The same happened in areas covered by the Fraser Valley Real Estate Board. These are Surrey, North Delta, White Rock, Langley, Abbotsford, and Mission.
In September 2020, the benchmark price of a condo in FVREB markets was $436,900, a 0.1 percent decline compared to August of the same year.
Meanwhile, prices of detached homes and townhouses in the region increased 1.3 percent and 0.6 percent, respectively, over August.
Hogue made the prediction about weakening condo prices as part of his broader report about the Canadian housing situation and COVID-19.
The forecast comes in the heels of previous observations regarding a shift in buyer preference from condos to detached homes because of the pandemic.
Last July, Statistics Canada predicted such a shift.
“As working from home becomes more prevalent,” the agency stated,” we may see an increase in the demand for larger living spaces that single-family homes can offer, causing a shift in demand from condominium apartments towards single houses.”
On September 4, Hogue released a commentary about the August 2020 housing market, noting that buyers nationwide are “demonstrating a stronger preference for single-detached homes”.

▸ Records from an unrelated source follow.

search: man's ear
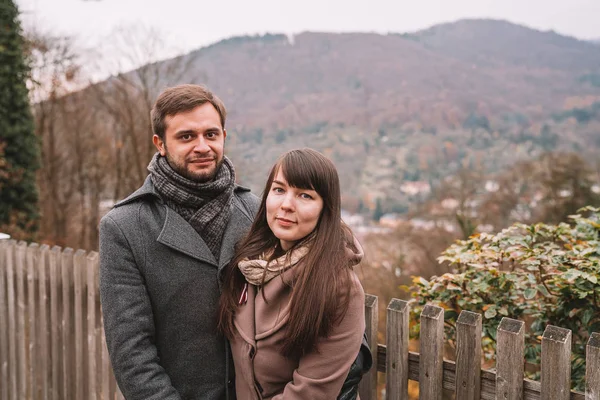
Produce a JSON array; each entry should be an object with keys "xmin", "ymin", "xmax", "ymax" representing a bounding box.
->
[{"xmin": 152, "ymin": 135, "xmax": 167, "ymax": 157}]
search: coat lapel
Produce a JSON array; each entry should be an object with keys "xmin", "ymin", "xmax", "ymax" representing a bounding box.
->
[
  {"xmin": 219, "ymin": 196, "xmax": 252, "ymax": 270},
  {"xmin": 233, "ymin": 284, "xmax": 256, "ymax": 347},
  {"xmin": 156, "ymin": 207, "xmax": 218, "ymax": 267}
]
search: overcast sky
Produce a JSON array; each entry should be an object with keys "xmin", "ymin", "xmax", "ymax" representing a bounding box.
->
[{"xmin": 16, "ymin": 0, "xmax": 600, "ymax": 69}]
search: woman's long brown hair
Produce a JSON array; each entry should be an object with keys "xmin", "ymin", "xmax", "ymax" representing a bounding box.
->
[{"xmin": 218, "ymin": 149, "xmax": 354, "ymax": 357}]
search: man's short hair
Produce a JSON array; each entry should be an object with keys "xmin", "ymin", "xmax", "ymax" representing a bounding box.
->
[{"xmin": 150, "ymin": 85, "xmax": 227, "ymax": 140}]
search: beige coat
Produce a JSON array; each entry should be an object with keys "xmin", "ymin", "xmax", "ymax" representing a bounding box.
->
[{"xmin": 231, "ymin": 268, "xmax": 365, "ymax": 400}]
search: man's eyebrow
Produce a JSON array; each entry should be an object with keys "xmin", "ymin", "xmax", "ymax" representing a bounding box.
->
[{"xmin": 175, "ymin": 129, "xmax": 196, "ymax": 135}]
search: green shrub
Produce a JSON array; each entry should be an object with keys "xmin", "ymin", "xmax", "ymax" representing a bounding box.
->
[{"xmin": 411, "ymin": 207, "xmax": 600, "ymax": 389}]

Moreover, the “growing penchant for single-detached homes is supporting stronger price increases in that category”.
In his latest report on September 30, Hogue wrote that the “impact of COVID-19 on the housing market is complex”.
According to Hogie, it will “lead to diverging price trends among regions and housing categories”.
“It is cooling demand for and boosting supply of rentals in large urban areas,” the economist explained. “This, in turn, is reducing investor interest in condos.”
As noted previously, the pandemic is “also altering the housing needs of many current owners who look for more spacious properties in less crowded settings”.
“This is simultaneously shifting demand from condo apartments to single-detached homes and other low-rise categories, and increasing the supply of smaller condos in core urban areas,” Hogue wrote.
Moreover, “Work-from-home arrangements and the lesser appeal of big-city living (with reduced cultural and socializing opportunities during these times of social distancing) are increasingly driving buyers further away from downtown locations into suburbs, exurbs and even cottage country.”